This is strong stuff. I will let Sullivan preach for a new minutes. Read this carefully and look for ghosts:

Thanks to the recent Supreme Court case, the energetic discrimination against Asian-American candidates for admission at Harvard is no longer in doubt. But countless other candidates for admission have little to no chance, regardless of their grades, or extracurriculars, because they belong to the wrong race, sex, sexual orientation, and “gender identity.” As soon as students are admitted under this identity framework, they are taught its core precepts: that the “truth” — or, in Harvard’s now-ironic motto, “Veritas” — is a function not of logic or reason or of open, free, robust debate and dialogue, let alone of Western civilization, but of inimical and evil “power structures” rooted in identity that need to be dismantled first. Identity first; truth second — because truth is rooted in identity and cannot exist outside of it.

In the hearings, [Harvard] President Gay actually said, with a straight face, that “we embrace a commitment to free expression even of views that are objectionable, offensive, hateful.” This is the president whose university mandates all students attend a Title IX training session where they are told that “fatphobia” and “cisheterosexism” are forms of “violence,” and that “using the wrong pronouns” constitutes “abuse.” This is the same president who engineered the ouster of a law professor, Ronald Sullivan, simply because he represented a client, of whom Gay and students (rightly but irrelevantly) disapproved, Harvey Weinstein.

This is the same president who watched a brilliant and popular professor, Carole Hooven, be effectively hounded out of her position after a public shaming campaign by one of her department’s DEI enforcers, and a mob of teaching fellows, because Hooven dared to state on television that biological sex is binary.
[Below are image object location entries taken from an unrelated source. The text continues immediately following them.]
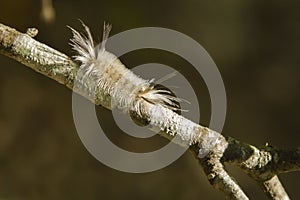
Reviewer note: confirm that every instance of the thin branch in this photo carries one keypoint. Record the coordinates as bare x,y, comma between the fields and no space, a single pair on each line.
209,147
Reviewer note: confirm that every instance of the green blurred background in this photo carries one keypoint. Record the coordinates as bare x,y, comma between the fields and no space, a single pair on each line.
254,44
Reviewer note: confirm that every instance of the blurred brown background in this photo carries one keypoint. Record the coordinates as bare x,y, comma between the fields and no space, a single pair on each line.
254,44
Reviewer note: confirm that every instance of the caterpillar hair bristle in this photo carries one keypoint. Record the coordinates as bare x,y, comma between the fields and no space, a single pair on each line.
126,89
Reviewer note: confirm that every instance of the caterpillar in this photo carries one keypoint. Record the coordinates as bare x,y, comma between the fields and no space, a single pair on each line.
106,71
102,71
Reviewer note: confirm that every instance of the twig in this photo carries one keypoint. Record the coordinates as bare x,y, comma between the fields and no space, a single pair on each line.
209,147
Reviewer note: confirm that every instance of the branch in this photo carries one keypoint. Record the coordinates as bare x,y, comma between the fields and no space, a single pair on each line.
210,148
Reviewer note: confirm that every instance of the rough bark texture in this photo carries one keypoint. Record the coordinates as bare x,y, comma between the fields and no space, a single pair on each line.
263,164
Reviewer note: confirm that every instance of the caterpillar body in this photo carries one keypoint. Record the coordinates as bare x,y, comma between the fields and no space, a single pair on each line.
108,74
102,71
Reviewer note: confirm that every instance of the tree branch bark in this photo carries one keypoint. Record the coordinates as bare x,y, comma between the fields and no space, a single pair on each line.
263,164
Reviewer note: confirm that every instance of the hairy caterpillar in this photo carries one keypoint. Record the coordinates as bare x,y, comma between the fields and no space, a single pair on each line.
126,89
102,71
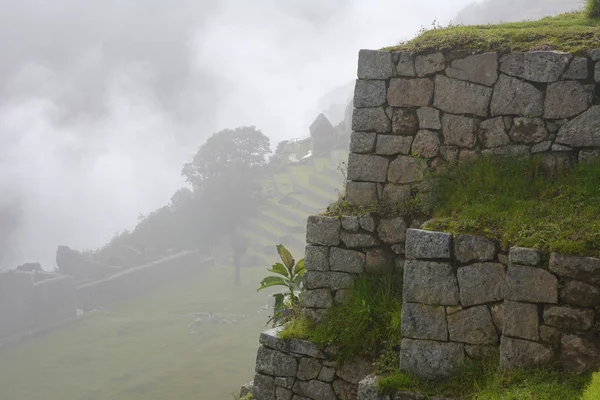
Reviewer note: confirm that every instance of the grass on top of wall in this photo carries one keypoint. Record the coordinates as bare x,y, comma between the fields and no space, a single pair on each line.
518,203
573,32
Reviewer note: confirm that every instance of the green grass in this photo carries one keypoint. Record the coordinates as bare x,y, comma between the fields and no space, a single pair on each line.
516,202
573,32
484,381
142,350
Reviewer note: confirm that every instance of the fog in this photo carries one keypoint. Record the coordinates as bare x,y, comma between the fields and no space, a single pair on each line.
103,101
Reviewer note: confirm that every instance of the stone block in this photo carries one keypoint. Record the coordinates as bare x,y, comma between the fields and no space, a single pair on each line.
583,131
472,326
567,99
538,66
371,93
569,319
579,293
422,244
426,144
406,169
459,131
515,353
514,97
521,320
361,193
389,145
430,283
424,322
528,130
481,283
532,285
319,298
362,142
474,99
431,360
316,258
272,362
373,64
410,92
480,68
350,261
524,256
323,230
468,248
371,119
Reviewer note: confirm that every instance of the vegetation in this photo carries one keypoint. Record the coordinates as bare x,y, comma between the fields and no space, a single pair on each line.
573,32
291,273
518,202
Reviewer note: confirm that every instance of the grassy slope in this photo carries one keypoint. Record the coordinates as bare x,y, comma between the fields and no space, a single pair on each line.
573,32
142,350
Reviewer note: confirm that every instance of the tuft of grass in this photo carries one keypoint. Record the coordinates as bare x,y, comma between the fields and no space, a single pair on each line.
575,33
519,203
This is the president of a university where a grand total of 1.46 percent of faculty call themselves “conservative” and 82 percent call themselves “liberal” or “very liberal.” This is the president of a university which ranked 248th out of 248 colleges this year on free speech (and Penn was the 247th), according to the Foundation for Individual Rights and Expression. Harvard is a place where free expression goes to die.

Maybe some of these spoken and symbolic speech issues contain religious and moral content?

It might be a good time — YO! JOURNALISTS! — to check in with some symbolic religious groups on Ivy campuses. I would start with Orthodox Jews, Southern Baptists, Black Pentecostals, Latino Catholics, members of the Church of Jesus Christ of Latter-day Saints and others.

Does anyone want to ask if members of traditional religious groups are routinely included in lists of “oppressor” groups?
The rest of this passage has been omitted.